Interverrà Marco Bersani e altri esponenti del Comitato.

«Con le piogge in Italia si contano nuovamente morti, feriti, crolli e disastri. Questo – dichiara Paolo Ferrero, segretario nazionale Prc – indica la grande opera da fare in Italia, che produrrebbe centinaia di migliaia di posti di lavoro: un piano di riassetto idrogeologico del territorio, gestito a livello locale per mettere in sicurezza i paesi, gli edifici, le strutture viabilistiche.

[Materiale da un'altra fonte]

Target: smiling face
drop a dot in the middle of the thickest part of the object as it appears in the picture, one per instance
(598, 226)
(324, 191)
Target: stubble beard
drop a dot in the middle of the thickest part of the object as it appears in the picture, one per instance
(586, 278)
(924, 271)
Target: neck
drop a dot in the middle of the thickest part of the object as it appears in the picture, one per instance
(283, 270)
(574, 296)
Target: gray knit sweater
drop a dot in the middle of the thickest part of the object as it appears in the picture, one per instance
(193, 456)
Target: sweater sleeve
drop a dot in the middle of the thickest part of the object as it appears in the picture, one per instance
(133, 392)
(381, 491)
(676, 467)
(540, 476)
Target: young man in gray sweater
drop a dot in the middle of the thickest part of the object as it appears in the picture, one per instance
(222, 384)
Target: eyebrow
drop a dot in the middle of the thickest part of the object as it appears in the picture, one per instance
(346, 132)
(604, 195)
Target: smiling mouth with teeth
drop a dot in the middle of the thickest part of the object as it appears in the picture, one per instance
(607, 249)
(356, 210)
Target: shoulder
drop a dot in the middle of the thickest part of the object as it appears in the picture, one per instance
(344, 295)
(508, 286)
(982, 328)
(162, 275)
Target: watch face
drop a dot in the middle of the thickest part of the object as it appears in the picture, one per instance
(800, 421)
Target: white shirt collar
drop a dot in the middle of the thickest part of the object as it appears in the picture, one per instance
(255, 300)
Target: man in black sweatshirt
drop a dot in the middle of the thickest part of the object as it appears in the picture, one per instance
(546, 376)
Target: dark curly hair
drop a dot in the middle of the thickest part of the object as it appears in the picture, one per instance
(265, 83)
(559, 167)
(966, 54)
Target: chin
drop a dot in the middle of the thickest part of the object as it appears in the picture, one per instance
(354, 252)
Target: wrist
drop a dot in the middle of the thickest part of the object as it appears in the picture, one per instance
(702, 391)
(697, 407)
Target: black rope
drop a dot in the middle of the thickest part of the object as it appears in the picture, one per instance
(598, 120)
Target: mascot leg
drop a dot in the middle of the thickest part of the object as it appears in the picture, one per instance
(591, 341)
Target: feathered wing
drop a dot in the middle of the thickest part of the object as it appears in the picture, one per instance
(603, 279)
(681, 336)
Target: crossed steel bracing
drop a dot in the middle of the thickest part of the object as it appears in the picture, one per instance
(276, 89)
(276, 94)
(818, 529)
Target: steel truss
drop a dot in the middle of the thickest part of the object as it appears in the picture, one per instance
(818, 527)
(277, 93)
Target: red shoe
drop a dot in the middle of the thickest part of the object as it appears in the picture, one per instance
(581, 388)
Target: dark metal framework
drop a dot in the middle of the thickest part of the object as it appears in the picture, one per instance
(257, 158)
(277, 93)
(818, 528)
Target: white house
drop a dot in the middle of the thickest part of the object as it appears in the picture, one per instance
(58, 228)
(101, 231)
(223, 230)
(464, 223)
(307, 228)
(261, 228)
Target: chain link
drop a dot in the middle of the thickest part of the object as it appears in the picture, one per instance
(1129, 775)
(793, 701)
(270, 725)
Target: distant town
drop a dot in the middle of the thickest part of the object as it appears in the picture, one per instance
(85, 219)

Invece di sprecare soldi per opere inutili come la Tav sulla Torino-Lione, occorrerebbero investimenti importanti per la messa in sicurezza del paese. È intollerabile che ogni episodio di maltempo si trasformi in un cataclisma: stop alla logica dell’emergenza, prevenire i disastri è possibile».

Una bomba d'acqua impressionante. Oltre 500 mm di pioggia in un'ora e la provincia della Spezia è messa letteralmente in ginocchio: l'Aurelia bloccata, l'autostrada A12 interrotta da una frana che travolge un Tir: l'autista, vivo per miracolo, viene trasportato in gravi condizioni all'ospedale spezzino. Dall'entroterra alla riviera, una frana blocca la sede ferroviaria vicino alla stazione di Vernazza, nelle Cinque Terre, e come a Monterosso il borgo è inondato dal fango e dall'acqua.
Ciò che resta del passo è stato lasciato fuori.